Beyond  /  Retrieval

How Folk Rock Helped Crack the Iron Curtain

Fifty years ago, 160 young Americans defied State Department orders and partied on the streets of Moscow. The Cold War would never be the same.
Anatoliy Garanin/Sputnik via AP

In 1957, Peggy Seeger took the stage in Moscow to perform for a packed house of the cream of the Soviet intelligentsia.

“Don’t you want to hear all the children singing,” she sang, strumming her banjo, “big ol’ bells a-ringing, come and go with me to that land.”

The crowd responded with stony silence. Worried that the language barrier might be to blame, Seeger tried nursery songs, trying to teach the literati the rhyming choruses so they could sing along. Still nothing. Before the intelligentsia, Seeger was a dud, but she didn’t care. It was the youth of Moscow she had come to perform for, and in the streets of the city, they were going wild.

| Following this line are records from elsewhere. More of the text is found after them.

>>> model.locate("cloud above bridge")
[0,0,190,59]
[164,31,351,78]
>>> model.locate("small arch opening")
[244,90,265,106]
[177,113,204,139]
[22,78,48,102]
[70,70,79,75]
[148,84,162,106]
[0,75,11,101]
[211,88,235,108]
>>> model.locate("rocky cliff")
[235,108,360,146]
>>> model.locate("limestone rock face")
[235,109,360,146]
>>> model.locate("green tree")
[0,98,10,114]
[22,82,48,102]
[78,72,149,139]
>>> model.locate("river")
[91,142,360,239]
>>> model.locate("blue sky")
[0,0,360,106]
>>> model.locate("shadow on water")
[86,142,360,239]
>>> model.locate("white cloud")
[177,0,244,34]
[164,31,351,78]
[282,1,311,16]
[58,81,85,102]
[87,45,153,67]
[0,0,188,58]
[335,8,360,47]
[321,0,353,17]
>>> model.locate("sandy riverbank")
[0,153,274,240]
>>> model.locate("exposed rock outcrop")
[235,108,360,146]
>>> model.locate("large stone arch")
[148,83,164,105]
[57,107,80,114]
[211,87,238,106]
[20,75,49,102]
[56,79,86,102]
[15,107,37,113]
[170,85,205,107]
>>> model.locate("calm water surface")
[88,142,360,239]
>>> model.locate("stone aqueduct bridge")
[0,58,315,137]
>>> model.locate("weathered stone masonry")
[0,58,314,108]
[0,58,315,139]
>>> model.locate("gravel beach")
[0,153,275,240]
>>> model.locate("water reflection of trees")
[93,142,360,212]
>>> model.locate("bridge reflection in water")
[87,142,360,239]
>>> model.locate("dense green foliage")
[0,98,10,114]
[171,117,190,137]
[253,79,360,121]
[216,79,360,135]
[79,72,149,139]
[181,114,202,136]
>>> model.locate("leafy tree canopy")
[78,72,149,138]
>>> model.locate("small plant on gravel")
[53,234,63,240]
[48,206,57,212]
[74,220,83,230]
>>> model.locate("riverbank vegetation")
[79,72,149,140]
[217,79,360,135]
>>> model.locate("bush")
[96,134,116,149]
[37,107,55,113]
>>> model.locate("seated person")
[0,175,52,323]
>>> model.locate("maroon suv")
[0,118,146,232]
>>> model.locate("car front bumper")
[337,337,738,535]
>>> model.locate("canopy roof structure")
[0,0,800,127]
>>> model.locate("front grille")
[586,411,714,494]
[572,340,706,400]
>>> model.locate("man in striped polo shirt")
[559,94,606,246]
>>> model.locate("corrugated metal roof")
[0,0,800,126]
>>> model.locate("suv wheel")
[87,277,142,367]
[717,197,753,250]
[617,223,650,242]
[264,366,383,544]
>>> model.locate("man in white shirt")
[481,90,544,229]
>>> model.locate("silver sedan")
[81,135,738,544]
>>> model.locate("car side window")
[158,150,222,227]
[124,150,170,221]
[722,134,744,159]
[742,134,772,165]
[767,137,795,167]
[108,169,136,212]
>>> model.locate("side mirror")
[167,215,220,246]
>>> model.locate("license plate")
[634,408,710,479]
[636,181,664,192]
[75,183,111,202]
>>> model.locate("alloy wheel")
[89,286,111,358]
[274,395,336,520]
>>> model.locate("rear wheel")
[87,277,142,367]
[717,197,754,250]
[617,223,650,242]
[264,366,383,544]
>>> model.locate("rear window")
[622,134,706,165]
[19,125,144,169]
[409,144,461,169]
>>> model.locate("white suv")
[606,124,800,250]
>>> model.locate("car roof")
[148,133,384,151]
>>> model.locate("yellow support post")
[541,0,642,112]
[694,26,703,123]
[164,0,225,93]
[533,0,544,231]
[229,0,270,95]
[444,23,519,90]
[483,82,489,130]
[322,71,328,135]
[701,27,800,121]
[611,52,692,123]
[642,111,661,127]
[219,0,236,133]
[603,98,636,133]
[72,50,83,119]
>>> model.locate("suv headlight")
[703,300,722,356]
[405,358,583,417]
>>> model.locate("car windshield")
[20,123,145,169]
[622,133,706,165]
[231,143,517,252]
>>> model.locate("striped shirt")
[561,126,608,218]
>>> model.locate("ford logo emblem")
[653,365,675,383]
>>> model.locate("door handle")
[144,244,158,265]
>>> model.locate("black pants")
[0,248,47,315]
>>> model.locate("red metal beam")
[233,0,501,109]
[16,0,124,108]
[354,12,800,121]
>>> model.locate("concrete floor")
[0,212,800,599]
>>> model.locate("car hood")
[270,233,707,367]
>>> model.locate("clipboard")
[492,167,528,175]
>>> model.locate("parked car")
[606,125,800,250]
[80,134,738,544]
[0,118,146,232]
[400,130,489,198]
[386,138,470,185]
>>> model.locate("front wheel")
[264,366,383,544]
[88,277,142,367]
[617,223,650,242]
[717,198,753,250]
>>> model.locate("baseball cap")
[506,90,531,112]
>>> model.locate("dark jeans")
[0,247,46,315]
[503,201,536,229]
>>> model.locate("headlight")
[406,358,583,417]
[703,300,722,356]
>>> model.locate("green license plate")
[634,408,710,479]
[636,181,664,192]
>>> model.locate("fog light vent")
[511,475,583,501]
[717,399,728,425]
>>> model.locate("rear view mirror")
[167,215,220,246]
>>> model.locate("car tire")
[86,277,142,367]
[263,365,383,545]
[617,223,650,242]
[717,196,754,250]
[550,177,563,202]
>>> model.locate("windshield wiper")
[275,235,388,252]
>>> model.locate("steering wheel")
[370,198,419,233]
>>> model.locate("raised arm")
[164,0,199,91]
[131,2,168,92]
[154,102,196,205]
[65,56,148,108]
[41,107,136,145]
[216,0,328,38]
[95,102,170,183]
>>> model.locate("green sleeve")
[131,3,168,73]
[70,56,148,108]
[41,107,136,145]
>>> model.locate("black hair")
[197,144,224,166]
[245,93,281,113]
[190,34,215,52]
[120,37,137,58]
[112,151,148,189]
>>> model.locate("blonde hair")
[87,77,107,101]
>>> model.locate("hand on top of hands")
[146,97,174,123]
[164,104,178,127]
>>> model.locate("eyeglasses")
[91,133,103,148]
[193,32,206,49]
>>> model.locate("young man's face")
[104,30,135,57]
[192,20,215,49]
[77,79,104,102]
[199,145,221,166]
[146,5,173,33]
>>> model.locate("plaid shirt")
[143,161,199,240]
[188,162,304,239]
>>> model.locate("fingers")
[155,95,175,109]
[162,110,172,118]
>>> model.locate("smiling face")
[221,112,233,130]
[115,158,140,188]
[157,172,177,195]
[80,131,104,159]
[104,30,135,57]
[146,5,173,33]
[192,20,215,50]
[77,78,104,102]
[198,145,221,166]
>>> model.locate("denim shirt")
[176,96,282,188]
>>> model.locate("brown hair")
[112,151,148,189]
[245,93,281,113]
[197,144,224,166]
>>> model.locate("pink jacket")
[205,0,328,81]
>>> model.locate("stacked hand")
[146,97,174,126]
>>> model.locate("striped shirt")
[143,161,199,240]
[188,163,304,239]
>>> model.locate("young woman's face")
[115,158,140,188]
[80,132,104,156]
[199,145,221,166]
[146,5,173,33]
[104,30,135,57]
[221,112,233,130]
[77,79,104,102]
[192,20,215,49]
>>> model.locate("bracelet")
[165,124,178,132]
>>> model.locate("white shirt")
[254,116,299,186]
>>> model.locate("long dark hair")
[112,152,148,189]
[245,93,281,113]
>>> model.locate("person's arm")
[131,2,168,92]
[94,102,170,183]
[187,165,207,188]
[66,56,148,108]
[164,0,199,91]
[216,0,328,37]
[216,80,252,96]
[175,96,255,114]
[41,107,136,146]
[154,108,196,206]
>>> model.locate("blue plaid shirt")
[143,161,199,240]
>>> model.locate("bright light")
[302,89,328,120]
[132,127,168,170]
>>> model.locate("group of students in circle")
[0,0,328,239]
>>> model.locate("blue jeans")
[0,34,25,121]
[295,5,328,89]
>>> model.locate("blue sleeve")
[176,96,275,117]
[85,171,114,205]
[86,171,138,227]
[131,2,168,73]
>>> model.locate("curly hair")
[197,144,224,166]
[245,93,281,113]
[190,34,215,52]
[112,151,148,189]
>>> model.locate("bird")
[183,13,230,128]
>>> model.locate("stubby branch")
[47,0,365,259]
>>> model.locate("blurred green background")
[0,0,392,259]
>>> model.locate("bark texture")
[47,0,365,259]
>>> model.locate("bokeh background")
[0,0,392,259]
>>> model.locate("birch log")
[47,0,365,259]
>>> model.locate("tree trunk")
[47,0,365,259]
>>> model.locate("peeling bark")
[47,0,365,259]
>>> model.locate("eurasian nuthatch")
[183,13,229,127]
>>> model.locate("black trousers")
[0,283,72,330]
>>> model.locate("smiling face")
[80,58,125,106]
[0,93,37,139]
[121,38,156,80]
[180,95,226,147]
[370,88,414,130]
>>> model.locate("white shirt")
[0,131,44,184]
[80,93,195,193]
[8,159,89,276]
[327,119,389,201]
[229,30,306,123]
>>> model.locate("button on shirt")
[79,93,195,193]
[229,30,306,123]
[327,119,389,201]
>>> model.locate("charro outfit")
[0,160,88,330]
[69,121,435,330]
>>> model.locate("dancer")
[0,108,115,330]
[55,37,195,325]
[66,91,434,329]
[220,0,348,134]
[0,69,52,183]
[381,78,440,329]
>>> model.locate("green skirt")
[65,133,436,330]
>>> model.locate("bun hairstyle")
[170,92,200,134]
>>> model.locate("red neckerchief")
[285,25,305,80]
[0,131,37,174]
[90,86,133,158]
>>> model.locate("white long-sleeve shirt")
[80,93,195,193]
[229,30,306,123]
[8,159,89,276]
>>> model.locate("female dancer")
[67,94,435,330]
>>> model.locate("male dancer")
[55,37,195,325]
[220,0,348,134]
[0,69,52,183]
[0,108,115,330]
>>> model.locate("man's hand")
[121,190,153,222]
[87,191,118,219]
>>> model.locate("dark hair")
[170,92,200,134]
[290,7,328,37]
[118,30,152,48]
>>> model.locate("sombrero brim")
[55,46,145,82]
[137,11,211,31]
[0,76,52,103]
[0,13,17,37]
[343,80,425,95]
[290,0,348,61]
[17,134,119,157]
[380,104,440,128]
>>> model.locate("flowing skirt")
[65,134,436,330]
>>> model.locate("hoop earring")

Seeger was one of 160 Americans invited to Russia for the 1957 World Festival of Youth and Students. It was the first time in the event’s history that the festival was held in Russia, which will host it again this October, sixty years later. In 1957, four years after Stalin’s death, the first cracks were appearing in the Iron Curtain, and these cultural emissaries were among the first Americans to slip inside. Fearful that they might be taken in by Communist propaganda, the State Department had discouraged them from making the trip, but they went anyway – coming without preparation, diplomatic training or any support from their government. The result was an unrehearsed and spontaneous fortnight of cultural exchange – something that would never happen again for the duration of the Cold War.

Seeger was 22 when she arrived in Moscow, five-string banjo in hand, after a three-day train ride through Europe. She came from a musical family. Her half-brother, Pete was well known in American folk music and had performed for Eleanor Roosevelt at the White House. Two years before, at the height of the McCarthy era, he had been subpoenaed to appear before the House of Un-American Activities Committee. Peggy Seeger was not particularly political when she arrived in Moscow. She had been drawn by the spirit of adventure, curiosity, and romance.

“I was flighty at that time,” Seeger says, “I was just going wherever and just for fun. I got myself into scrapes because I said yes; because I wanted to do everything.”

On arrival, she was taken to the American dormitory, where all nationalities were billeted separately, like an Olympic village.

“I didn’t know what to expect,” she recalls. “I’d been to Germany, France, Spain Italy… This was the first trip I’d taken further east. I had political instincts, but I had no political talk.”